Big data also has the potential to help significantly improve the quality of life for much of the world’s population. The United Nations, governments, not-for-profits and other groups are using big data to help achieve the UN’s sustainable development goals or SDGs — a set of 17 targets related to protecting the natural environment, reducing inequality, improving health outcomes and other things that will make life better around the world.

How Can We Use Big Data to Achieve SDGs?

There are many ways in which we could use data to improve our understanding of our progress towards the SDGs, determine how best to meet those targets and ensure accountability. The United Nations has set up a task team to explore how to use big data to help achieve the SDGs. A survey by the task team found that big data projects most frequently focused on the “no poverty” goal and that mobile phone data was the most common data source.

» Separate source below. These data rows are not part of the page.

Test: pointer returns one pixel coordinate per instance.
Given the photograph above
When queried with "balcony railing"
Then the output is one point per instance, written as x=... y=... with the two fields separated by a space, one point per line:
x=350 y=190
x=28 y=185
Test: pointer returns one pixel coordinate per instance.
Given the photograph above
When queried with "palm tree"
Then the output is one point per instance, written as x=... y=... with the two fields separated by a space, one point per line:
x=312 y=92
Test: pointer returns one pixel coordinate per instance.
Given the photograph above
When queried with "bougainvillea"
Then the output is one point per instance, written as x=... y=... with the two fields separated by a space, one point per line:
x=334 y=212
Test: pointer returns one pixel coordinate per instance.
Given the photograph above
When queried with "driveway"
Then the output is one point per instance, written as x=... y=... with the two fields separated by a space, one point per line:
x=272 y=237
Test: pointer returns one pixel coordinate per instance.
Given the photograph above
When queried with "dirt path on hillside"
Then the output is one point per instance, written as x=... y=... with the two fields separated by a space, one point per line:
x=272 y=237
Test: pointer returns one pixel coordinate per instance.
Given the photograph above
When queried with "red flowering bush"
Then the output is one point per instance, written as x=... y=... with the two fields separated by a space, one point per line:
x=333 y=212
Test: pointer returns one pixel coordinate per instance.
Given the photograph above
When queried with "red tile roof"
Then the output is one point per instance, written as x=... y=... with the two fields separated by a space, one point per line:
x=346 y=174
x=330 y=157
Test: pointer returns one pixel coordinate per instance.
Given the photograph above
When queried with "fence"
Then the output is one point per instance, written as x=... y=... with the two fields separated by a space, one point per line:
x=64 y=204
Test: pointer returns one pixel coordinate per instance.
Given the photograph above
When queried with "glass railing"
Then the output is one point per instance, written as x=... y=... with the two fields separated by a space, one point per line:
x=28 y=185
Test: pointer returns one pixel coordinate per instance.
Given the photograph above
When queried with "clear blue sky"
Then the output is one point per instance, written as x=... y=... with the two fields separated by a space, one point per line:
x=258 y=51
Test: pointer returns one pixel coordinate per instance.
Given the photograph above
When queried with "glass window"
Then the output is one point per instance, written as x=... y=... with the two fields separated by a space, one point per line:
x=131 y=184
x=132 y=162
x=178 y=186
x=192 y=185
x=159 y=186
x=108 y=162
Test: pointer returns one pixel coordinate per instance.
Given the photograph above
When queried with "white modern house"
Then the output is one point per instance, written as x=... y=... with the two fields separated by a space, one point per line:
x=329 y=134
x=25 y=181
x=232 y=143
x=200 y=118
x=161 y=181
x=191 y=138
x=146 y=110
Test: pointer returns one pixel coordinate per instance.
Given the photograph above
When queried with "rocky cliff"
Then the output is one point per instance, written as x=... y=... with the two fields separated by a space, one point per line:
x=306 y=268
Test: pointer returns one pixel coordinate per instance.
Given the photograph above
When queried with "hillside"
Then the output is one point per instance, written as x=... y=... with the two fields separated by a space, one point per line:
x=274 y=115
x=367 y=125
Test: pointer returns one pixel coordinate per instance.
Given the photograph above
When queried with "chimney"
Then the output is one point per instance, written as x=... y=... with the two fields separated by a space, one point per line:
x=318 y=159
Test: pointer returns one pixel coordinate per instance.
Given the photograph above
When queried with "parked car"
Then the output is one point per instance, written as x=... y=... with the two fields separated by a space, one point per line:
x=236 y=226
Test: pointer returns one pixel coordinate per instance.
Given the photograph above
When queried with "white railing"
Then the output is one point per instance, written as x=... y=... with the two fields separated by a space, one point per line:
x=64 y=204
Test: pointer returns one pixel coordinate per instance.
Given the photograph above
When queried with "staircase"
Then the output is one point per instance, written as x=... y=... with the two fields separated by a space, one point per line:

machine learning and data science

Pulse Lab Jakarta, a joint effort between the United Nations and the government of Indonesia, is working on various big data projects related to the SDGs. One of their projects is the Vulnerability Analysis Monitoring Platform for Impact of Regional Events (VAMPIRE) platform, which analyzes satellite imagery and creates maps that incorporate anomalies related to climate and rainfall to help track slow-onset climate changes.

Another project, the Manitoba Bioeconomy Atlas, comes from the International Institute for Sustainable Development and involves that creation of a web-based spatial inventory of biomass sources. Biomass producers can use the data to optimally locate biomass refineries, and biomass consumers can use it to source biomass and calculate costs.

There are many other potential uses for big data related to the SDGs. Mobile phone data, for instance, could be used to track the movement of populations, such as refugees, to improve preparations. Data analysis could help predict changes in food prices. The possibilities are virtually endless.

What Are the Challenges and Risks?

The opportunities related to big data are plentiful, but there are also numerous challenges and risks. Collecting, storing and analyzing large amounts of data is in itself challenging. It requires advanced technology and infrastructure, which can be expensive. This limits the access of less developed countries to this technology. In the survey by the UN’s bid data task team, the team received much higher response rates from high-income countries than lower-income ones.

Privacy is another significant concern. It’s essential that those processing respect the rights of those they collect data from. The fact that much data is collected passively can complicate this. Even removing sensitive information from data sets may not always be enough to guarantee privacy, since people could be identified by combining information from multiple data sets. Those handling personal data need to take steps to protect subjects’ privacy.

The UN, through several of its groups, has issued recommendations and guidelines for the use of big data related to SDGs. Among the goals of these guidelines is ensuring privacy and increasing access to data worldwide. The private and public sectors, as well as countries and organizations from around the world, will have to work together to accomplish the UN’s SDGs and to ensure that we can take full advantage of the benefits big data and machine learning can provide related to achieving them.